National grid operator POSOCO (Power System Operation Corporation) has raised a red flag regarding overdrawing of electricity by five northern states, a practice that had precipitated the world’s largest blackout in history by affecting half of India’s population for almost 48 hours in 2012.
In separate letters to UP, Haryana, Punjab, Rajasthan and Jammu & Kashmir, POSOCO has warned that in case a power station trips amid their overdrawal, the grid could collapse since “adequate spinning reserves”, or spare generation capacity, was not always available in the region.
Noting that the states also did not have any spare generation capacity, the grid operator advised them to buy additional power from the exchanges or tying up generation capacity available elsewhere to meet peak demand.
Punjab is the biggest violator of grid discipline, overdrawing or load-shedding – resorting to blackout – between 150 and 800 MW (megawatt).
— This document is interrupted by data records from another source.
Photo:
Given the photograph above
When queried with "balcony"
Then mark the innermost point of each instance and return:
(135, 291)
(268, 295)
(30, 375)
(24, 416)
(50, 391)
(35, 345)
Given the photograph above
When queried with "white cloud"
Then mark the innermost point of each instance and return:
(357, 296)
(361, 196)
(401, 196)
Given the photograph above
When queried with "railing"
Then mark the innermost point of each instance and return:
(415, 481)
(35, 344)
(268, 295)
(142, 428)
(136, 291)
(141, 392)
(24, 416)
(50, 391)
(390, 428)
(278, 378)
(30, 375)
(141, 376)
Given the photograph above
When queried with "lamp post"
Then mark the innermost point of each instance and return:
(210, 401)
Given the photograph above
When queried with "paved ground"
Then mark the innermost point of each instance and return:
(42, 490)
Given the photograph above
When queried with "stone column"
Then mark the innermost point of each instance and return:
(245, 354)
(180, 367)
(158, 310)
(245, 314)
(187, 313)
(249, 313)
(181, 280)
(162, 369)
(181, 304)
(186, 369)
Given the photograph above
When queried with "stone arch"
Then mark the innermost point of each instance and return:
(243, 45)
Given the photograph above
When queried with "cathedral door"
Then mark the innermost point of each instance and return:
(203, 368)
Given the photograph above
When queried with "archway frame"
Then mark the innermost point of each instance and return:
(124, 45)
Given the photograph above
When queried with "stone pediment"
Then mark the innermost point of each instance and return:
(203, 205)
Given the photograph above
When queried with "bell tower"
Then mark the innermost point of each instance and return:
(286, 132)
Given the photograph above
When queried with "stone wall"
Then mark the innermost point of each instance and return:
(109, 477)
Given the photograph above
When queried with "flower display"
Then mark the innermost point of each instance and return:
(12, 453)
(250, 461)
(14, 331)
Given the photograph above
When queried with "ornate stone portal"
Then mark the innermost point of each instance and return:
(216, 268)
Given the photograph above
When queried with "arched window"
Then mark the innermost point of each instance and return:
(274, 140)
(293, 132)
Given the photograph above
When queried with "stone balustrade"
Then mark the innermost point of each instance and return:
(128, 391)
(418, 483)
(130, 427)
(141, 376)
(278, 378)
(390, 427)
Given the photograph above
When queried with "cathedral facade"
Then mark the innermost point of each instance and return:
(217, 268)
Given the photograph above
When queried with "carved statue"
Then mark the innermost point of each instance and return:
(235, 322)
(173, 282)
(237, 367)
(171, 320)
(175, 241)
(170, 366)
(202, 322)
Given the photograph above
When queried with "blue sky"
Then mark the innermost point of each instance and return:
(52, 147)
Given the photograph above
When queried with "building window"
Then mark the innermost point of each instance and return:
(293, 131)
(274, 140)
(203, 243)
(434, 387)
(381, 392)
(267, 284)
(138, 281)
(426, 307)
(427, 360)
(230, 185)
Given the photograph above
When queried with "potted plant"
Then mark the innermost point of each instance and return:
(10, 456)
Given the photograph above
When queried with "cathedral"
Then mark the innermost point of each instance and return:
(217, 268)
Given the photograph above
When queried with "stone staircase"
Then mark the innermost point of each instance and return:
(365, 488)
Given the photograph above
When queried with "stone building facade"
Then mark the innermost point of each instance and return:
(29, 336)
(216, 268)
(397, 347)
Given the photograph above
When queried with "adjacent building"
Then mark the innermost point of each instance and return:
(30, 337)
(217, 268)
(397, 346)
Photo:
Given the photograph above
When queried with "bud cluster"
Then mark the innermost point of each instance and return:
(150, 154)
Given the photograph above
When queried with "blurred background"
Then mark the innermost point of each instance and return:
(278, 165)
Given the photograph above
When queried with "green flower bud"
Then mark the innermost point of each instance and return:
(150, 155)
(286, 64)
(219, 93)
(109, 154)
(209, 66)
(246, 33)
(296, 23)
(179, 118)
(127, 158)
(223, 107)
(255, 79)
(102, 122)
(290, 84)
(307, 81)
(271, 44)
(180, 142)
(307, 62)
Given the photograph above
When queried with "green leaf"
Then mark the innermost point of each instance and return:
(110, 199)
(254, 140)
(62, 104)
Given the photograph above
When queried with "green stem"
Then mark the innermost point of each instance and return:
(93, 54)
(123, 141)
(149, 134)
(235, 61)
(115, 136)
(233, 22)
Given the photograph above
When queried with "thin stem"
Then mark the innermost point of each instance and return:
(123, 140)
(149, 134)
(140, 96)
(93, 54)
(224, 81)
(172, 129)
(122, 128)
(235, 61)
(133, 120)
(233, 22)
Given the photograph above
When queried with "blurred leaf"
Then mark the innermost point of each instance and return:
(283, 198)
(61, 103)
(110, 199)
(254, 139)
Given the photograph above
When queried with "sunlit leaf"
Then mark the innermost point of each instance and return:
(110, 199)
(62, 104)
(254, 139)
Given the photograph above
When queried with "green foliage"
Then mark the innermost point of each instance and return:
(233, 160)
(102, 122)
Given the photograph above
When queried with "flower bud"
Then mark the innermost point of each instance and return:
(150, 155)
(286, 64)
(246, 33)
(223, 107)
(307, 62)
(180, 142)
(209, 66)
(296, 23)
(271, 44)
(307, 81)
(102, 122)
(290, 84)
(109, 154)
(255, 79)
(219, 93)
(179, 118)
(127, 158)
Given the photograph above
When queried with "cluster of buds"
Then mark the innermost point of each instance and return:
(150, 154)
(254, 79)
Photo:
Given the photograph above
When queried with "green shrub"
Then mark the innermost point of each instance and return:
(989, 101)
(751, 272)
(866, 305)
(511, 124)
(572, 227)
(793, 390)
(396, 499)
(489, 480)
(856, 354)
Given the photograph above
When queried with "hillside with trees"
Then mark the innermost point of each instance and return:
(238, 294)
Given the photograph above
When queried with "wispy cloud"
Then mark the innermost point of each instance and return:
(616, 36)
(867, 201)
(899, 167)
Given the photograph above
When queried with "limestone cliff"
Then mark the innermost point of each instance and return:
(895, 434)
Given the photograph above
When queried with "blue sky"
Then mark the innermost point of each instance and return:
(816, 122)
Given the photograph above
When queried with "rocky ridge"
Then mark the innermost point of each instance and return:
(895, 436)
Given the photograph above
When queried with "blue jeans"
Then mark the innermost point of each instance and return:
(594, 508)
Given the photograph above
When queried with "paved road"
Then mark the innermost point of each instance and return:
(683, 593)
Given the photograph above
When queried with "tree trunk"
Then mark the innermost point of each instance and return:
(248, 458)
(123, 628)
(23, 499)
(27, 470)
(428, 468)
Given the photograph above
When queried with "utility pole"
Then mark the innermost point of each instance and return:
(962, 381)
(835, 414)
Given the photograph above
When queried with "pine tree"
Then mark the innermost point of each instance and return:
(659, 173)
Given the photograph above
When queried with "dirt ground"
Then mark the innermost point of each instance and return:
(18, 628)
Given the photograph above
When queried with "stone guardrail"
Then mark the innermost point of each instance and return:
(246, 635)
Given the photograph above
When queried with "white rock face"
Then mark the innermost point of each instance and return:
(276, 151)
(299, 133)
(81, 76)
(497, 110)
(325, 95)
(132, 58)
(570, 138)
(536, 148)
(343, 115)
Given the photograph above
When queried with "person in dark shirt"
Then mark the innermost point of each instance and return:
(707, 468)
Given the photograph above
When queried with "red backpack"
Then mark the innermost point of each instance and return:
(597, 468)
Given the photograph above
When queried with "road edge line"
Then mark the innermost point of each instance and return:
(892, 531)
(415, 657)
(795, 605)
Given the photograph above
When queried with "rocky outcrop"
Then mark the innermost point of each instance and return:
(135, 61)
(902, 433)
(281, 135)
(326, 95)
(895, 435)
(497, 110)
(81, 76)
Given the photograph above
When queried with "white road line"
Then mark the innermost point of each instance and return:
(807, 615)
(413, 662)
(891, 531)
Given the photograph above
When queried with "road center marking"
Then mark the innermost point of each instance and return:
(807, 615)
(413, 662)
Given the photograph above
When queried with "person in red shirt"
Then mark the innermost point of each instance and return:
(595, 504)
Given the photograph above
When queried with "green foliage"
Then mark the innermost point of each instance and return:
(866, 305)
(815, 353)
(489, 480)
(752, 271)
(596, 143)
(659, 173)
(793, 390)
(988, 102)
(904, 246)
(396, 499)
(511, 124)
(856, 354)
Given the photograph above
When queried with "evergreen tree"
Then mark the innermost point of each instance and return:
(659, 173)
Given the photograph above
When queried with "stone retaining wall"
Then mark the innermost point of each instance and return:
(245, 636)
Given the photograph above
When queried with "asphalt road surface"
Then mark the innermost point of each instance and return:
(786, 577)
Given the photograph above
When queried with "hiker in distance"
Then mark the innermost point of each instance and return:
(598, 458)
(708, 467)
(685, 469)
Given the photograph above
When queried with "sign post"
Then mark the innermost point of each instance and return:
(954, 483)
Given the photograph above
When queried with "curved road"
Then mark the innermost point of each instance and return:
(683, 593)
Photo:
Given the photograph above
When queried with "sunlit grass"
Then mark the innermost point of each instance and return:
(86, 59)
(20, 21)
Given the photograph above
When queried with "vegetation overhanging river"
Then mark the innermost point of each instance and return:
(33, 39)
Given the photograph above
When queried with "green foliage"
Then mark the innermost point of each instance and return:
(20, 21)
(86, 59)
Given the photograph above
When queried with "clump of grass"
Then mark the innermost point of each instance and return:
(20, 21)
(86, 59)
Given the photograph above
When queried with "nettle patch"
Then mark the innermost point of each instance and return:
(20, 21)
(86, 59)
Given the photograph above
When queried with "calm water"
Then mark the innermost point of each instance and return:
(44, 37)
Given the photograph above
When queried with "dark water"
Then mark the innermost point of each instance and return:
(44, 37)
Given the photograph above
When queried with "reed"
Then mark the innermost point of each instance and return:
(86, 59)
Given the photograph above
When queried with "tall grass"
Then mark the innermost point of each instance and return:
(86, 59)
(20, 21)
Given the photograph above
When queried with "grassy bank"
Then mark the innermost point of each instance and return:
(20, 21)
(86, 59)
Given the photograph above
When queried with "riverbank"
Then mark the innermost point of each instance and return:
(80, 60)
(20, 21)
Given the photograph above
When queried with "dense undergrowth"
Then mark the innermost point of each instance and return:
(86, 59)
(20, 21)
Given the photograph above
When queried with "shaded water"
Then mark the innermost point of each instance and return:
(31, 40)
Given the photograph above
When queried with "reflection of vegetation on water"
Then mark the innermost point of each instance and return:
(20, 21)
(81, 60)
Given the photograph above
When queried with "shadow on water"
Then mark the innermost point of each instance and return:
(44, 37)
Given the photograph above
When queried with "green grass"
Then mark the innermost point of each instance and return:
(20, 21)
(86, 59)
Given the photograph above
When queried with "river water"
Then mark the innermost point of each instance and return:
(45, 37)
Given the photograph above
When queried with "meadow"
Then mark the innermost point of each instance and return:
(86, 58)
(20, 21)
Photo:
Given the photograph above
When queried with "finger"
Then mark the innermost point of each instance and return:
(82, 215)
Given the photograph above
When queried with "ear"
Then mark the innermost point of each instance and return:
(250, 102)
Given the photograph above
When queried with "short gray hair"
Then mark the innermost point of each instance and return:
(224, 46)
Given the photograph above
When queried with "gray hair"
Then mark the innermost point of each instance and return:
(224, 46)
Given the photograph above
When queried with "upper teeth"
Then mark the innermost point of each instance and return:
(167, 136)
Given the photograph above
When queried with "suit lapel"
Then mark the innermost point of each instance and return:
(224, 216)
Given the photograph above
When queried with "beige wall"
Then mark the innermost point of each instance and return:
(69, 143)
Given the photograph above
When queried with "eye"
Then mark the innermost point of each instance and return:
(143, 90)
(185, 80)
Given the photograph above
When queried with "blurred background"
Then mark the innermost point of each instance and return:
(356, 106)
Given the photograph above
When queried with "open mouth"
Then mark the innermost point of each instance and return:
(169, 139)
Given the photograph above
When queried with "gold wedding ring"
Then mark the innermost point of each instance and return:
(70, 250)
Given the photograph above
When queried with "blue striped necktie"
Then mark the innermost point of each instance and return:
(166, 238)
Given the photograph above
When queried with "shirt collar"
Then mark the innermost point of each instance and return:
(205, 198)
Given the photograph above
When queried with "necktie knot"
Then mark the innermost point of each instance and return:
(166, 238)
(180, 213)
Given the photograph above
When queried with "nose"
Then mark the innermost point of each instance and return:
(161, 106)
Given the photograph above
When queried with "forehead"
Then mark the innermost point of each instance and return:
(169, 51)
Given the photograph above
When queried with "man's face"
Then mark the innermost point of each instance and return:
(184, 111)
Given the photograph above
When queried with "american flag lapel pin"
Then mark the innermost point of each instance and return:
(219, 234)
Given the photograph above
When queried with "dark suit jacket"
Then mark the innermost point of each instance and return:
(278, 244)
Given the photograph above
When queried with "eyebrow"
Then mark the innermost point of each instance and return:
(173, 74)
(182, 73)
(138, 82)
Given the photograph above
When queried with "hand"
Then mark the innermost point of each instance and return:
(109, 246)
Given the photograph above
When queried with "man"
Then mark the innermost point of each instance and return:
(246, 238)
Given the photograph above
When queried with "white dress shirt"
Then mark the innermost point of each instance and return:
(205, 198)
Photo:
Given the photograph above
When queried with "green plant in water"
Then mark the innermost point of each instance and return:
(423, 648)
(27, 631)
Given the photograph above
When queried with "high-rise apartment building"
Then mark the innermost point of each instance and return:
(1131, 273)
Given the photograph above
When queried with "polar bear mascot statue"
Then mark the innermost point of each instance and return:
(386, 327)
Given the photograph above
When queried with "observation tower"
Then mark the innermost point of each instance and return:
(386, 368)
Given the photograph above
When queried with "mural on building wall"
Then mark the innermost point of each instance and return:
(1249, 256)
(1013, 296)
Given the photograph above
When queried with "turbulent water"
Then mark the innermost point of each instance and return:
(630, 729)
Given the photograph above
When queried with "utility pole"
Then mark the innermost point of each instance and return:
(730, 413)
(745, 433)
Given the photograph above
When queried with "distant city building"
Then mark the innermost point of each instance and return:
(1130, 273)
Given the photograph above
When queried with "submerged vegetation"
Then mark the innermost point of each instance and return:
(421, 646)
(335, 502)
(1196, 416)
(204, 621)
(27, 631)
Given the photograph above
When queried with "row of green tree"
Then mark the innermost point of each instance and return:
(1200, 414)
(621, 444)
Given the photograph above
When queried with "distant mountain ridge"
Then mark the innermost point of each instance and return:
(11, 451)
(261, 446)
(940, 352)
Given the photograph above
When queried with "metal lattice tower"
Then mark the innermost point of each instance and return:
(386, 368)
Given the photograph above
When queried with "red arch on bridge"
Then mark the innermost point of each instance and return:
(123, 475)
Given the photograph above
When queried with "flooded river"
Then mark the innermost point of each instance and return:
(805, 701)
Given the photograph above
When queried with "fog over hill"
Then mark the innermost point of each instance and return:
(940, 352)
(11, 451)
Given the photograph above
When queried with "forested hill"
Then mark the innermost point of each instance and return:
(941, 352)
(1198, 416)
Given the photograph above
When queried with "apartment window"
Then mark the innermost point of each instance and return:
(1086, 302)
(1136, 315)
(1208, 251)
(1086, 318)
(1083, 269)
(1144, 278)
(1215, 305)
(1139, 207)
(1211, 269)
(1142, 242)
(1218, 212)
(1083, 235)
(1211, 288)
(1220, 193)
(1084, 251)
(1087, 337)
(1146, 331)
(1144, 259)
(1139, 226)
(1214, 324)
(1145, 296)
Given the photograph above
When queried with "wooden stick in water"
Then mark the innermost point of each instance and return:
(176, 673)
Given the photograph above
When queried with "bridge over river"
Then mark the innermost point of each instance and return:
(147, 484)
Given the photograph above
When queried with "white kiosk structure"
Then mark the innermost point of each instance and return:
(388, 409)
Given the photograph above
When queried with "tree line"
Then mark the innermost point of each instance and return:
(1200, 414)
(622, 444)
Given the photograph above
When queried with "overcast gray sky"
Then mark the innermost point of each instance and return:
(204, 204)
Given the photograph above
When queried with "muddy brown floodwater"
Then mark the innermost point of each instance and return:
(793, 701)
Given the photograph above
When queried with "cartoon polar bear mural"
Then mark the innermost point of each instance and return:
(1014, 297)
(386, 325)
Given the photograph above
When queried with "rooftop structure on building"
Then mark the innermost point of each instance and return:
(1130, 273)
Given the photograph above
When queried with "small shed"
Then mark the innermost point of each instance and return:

Haryana’s violations range between 475-675 MW, Rajasthan between 300 and 500 MW and UP 380 MW. J&K is the lowest at 150-200 MW.
According to rules, states are supposed to draw the quantity of power they book from the grid in advance. States are penalised by way of additional transmission charges for overdrawal within a threshold, beyond which the regional load dispatch centres are free to snap supply to maintain grid stability.